The model could be easily extended to accommodate these facts; behavior can be modeled in n-dimensions, and with effort individuals could move some distance in behavior space from their initial position. My goal here is primarily to conceptualize the existence of these behavioral boundaries that social and economic activity take place within.
Problems arise when the boundaries set by society are different from those necessary for economic growth. It’s not hard to find examples of this. Social norms against the charging of interest in money lending, as forbidden by Christianity and Islam for hundreds of years, stymied the development of finance. This is not the say the two set of boundaries should always coincide; that’s certainly a debate that can be had. What’s good for society and good for the economy are not always the same thing. (There is some tantalizing new research on the rise of economically valuable personality traits that’s fuel for that discussion.)

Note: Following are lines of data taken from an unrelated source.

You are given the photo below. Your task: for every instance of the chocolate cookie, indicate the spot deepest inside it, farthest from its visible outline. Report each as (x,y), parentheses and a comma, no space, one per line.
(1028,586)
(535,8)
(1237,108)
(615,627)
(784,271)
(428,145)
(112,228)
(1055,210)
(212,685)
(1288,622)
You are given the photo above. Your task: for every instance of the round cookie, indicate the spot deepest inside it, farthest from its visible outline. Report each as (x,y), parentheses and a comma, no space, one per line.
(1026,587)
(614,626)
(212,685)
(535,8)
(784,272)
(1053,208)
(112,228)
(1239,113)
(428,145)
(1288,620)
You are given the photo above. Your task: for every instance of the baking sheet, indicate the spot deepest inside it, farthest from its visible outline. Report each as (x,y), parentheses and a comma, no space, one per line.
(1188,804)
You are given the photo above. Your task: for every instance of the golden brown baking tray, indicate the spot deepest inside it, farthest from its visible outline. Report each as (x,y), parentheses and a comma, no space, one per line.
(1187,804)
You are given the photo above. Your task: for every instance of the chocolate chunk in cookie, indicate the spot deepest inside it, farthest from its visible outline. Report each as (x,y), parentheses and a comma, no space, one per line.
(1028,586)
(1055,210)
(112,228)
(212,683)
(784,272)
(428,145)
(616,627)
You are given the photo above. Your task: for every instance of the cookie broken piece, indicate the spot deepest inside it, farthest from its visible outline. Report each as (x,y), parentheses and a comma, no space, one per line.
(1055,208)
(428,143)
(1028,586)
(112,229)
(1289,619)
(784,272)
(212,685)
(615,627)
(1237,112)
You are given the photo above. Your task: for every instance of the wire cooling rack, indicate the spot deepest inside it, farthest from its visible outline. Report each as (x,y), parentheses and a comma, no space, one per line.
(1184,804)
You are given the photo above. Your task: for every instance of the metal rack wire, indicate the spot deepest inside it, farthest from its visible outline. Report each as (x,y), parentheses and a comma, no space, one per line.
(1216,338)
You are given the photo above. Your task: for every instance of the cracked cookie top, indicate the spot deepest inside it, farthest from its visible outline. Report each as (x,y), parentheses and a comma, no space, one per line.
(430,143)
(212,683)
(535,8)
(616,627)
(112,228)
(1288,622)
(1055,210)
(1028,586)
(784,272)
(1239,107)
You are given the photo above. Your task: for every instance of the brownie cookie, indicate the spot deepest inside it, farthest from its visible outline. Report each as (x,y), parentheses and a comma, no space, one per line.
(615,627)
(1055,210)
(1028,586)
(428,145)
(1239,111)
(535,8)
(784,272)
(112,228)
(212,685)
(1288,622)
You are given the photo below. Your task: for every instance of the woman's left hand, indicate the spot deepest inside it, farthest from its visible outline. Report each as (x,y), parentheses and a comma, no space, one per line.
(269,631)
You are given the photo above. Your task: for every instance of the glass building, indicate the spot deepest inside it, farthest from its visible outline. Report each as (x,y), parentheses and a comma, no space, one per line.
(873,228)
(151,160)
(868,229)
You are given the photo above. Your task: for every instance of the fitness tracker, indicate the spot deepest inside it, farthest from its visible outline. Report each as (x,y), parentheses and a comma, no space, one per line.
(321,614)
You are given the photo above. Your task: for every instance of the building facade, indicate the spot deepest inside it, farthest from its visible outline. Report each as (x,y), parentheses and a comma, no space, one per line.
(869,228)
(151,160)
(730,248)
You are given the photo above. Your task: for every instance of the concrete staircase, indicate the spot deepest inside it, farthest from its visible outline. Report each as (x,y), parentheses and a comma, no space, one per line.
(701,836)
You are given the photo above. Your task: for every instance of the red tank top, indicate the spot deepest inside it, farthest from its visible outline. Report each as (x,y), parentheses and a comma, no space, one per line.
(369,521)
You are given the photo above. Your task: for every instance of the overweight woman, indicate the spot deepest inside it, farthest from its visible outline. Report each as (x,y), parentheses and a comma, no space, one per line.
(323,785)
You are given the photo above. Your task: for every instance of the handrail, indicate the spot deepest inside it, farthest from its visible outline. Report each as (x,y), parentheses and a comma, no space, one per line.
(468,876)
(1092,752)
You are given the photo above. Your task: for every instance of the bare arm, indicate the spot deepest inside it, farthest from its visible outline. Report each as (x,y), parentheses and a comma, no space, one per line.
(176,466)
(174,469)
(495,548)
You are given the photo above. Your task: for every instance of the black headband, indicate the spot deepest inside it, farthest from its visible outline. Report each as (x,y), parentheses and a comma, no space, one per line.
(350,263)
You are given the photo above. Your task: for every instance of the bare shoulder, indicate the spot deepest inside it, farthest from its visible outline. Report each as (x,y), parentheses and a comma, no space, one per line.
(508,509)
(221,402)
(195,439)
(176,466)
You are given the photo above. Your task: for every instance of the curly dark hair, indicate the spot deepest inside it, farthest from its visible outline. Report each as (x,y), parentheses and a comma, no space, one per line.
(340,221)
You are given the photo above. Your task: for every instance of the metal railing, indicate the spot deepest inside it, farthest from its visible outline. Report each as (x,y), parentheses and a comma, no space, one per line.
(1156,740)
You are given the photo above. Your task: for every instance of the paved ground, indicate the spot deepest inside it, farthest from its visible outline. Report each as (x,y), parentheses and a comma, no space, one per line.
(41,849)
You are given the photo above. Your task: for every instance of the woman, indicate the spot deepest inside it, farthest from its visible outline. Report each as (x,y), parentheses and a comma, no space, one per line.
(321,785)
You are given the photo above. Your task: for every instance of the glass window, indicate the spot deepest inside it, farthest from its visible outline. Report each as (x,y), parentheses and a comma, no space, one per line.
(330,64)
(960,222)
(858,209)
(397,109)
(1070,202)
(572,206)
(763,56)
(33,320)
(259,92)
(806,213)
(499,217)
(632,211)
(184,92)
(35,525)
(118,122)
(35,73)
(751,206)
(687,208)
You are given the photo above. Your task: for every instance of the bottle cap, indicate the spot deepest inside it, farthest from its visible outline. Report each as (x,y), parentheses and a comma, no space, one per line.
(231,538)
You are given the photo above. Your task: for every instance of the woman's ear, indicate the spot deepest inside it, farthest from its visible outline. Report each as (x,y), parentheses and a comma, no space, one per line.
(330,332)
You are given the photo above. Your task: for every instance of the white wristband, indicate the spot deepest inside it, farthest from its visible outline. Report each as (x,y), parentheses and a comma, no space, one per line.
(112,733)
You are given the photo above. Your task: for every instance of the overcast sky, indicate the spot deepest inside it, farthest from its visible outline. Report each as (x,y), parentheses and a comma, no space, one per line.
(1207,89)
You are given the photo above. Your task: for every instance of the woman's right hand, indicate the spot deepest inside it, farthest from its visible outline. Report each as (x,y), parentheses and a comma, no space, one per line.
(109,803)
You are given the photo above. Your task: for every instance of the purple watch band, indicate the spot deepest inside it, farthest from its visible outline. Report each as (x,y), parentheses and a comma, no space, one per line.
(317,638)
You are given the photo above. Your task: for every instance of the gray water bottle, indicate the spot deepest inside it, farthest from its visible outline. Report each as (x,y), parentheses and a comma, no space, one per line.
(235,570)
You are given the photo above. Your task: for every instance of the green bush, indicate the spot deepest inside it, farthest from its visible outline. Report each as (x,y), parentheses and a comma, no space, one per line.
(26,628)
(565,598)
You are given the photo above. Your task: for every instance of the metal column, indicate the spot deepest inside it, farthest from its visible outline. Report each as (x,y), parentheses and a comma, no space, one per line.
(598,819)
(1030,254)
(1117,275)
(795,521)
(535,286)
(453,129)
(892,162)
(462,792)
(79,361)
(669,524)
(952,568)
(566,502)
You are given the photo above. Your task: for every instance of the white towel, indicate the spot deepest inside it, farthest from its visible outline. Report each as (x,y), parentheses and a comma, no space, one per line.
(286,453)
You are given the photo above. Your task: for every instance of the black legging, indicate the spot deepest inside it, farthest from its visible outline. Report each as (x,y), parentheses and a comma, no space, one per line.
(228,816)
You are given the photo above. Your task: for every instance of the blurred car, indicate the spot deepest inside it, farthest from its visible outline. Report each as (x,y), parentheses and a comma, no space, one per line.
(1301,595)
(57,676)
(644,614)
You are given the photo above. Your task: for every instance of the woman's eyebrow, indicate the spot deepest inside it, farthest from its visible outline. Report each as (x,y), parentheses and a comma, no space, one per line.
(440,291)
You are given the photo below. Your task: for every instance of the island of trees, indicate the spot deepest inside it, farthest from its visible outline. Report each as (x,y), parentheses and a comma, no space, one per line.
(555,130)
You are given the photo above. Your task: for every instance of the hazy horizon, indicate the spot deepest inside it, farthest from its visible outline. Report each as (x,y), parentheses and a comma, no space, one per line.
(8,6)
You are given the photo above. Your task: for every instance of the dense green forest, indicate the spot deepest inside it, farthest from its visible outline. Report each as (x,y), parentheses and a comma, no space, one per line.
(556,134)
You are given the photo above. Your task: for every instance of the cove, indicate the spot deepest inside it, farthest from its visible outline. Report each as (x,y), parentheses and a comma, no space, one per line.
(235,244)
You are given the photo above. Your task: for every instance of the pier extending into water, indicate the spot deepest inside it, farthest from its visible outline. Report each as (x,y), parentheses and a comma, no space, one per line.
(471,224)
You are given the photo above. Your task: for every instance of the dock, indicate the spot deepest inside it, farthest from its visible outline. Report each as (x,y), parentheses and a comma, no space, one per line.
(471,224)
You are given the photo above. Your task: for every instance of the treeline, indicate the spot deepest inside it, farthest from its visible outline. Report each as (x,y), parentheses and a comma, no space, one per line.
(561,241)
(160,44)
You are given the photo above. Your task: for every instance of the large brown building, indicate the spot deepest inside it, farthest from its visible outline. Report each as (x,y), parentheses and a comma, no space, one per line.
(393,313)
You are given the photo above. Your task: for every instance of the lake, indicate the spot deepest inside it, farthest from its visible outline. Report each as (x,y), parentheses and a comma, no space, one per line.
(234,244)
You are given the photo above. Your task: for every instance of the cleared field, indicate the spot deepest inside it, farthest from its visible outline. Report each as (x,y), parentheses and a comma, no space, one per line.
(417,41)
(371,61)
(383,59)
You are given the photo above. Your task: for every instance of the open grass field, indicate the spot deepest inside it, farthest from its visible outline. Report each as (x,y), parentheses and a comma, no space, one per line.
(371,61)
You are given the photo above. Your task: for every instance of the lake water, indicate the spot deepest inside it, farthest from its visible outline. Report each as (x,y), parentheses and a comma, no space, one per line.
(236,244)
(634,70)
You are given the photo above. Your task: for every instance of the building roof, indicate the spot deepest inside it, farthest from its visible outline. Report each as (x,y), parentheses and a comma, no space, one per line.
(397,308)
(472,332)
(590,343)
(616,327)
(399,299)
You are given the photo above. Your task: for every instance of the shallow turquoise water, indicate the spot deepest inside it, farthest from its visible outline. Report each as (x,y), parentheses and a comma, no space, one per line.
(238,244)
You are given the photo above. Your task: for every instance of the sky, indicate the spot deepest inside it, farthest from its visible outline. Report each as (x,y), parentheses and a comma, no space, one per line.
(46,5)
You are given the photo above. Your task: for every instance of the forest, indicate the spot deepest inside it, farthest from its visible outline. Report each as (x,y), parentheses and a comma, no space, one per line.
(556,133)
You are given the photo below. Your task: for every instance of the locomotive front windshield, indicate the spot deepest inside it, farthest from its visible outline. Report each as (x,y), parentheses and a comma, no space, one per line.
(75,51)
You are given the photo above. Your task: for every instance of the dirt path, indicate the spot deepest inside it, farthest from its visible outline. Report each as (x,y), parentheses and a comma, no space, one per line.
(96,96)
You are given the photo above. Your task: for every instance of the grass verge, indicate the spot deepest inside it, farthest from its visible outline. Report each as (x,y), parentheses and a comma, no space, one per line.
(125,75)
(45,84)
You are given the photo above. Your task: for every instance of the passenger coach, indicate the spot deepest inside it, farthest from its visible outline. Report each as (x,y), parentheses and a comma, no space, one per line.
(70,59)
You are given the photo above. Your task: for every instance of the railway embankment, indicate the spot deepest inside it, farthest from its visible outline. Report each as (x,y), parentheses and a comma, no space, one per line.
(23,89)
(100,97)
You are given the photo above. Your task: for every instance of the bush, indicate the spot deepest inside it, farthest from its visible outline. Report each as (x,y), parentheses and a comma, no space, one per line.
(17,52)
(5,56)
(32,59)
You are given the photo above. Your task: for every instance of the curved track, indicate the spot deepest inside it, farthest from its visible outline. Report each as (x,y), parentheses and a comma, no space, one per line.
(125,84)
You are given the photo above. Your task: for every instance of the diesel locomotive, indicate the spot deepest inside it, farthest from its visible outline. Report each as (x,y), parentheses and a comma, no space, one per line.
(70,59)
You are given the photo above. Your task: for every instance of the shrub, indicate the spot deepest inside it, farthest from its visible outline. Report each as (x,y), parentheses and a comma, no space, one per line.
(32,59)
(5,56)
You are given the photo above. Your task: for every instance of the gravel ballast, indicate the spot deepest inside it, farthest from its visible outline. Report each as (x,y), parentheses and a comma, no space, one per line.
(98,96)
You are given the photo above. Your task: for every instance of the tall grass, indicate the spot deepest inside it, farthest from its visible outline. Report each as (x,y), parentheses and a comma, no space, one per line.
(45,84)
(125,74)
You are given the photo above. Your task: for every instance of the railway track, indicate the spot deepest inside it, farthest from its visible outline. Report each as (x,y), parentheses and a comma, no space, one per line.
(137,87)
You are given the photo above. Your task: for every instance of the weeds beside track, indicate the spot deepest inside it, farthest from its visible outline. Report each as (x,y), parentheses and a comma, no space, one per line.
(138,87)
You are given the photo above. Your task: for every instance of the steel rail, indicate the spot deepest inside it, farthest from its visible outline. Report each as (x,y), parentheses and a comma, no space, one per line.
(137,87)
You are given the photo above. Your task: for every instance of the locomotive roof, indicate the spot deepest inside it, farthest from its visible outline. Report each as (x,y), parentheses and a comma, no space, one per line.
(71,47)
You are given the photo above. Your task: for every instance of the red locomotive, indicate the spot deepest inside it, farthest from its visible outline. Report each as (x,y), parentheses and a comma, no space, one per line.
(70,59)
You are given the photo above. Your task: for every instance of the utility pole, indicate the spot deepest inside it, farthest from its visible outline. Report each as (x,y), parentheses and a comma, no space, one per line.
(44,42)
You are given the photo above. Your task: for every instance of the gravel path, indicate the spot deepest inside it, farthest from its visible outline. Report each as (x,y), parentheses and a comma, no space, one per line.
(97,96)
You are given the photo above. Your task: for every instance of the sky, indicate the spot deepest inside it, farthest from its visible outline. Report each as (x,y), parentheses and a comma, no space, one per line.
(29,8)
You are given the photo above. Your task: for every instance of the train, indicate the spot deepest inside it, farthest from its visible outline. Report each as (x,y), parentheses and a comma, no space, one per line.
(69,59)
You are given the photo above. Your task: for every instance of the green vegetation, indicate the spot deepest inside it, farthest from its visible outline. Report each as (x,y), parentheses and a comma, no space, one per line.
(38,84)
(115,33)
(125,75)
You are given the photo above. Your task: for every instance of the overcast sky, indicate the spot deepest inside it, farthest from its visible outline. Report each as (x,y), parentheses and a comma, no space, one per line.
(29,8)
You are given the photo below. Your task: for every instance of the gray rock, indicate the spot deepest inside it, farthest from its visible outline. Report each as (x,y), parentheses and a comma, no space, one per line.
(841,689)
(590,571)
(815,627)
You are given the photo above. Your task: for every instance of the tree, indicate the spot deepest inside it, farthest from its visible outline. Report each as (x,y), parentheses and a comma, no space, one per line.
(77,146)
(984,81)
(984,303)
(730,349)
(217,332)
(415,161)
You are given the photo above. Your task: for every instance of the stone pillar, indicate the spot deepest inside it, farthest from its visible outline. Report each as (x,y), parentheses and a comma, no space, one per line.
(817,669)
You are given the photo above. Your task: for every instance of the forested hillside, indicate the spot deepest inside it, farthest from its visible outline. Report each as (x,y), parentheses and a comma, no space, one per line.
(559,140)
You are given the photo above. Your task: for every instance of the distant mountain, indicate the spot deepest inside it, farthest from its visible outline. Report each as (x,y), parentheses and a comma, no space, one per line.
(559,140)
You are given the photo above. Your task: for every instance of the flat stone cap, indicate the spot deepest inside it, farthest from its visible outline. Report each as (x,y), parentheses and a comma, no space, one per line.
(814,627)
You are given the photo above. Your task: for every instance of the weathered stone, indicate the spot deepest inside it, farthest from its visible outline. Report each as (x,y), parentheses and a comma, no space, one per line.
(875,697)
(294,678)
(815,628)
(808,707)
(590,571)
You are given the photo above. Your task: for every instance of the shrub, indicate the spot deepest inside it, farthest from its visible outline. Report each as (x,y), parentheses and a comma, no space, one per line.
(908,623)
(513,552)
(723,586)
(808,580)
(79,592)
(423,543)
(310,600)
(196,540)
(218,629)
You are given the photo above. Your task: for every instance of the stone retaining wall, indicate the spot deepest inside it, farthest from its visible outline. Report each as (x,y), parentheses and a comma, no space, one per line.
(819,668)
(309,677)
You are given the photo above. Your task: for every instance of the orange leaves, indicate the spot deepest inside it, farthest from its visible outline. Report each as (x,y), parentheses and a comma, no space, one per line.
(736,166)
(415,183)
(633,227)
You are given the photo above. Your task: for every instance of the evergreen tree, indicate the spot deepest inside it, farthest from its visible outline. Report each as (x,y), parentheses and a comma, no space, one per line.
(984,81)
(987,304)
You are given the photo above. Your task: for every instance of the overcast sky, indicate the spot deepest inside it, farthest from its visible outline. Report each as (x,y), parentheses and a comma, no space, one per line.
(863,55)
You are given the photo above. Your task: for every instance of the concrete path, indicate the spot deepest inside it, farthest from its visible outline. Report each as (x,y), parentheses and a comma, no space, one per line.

In the developed world, our societies have become increasingly formal along certain dimensions. Even the most basic of jobs, like cashier at a large retail chain, requires an an hour long online application complete with personality quiz. This certainly shuts out certain kinds of people and either shunts them into the informal economy or out of the labor force altogether. There really are some people who are just unemployable in the modern world. They aren’t necessarily bad people, or stupid, but they just are unable to abide by some kinds of norms. Now, it could be there are broader benefits to having such formalization, but we shouldn’t delude ourselves that it is costless.
I’ll close with two examples. One comes from a recent story about life in South Korea. Recall that in the space of just a few generations, Korea was able to completely transform itself from a poor country to one of the most modern. Part of the story of that transformation was an intense national work ethic, like that of Japan, where the development of the country was seen as the moral equivalent of war. These patterns of behavior built a modern economy.
But now the younger and more educated generation is chafing at the expectations before them. An intense work ethic that worked in the process of industrialization is still expected in white collar professions (despite little increase in marginal product), leading many to nickname the country “Hell Joseon”. Patterns of behavior that worked in the past are still expected in the present, leading many to leave for greener pastures.
Contrast this with life in Silicon Valley. Life on the Google campus may seem ridiculous at times; engineers have access to nap pods, games, massages, and a renowned cafeteria, all in the name of increased productivity. What many technology firms have discovered is that the old behaviors of working 9-5 at a desk don’t work well for the information economy. The requirements for innovation are different than they were in the past, and so the behavioral boundaries of employment at such firms have shifted.
Programmers or writers will tell you there is a ‘zone’ they get into when doing their best work. For some people, there are very specific conditions needed to get into that zone. One friend of mine is at his best at night; it’s not hard to imagine that not so long ago, he’d have been shut out of the industry altogether because you were expected to do your work at a certain place and time.
The story of Silicon Valley and other tech companies changing expectations to go with the economy suggests that we in the US have the capacity to be flexible when needed, but I still worry that large parts of the rest of the economy have far too narrow acceptable patterns of behavior.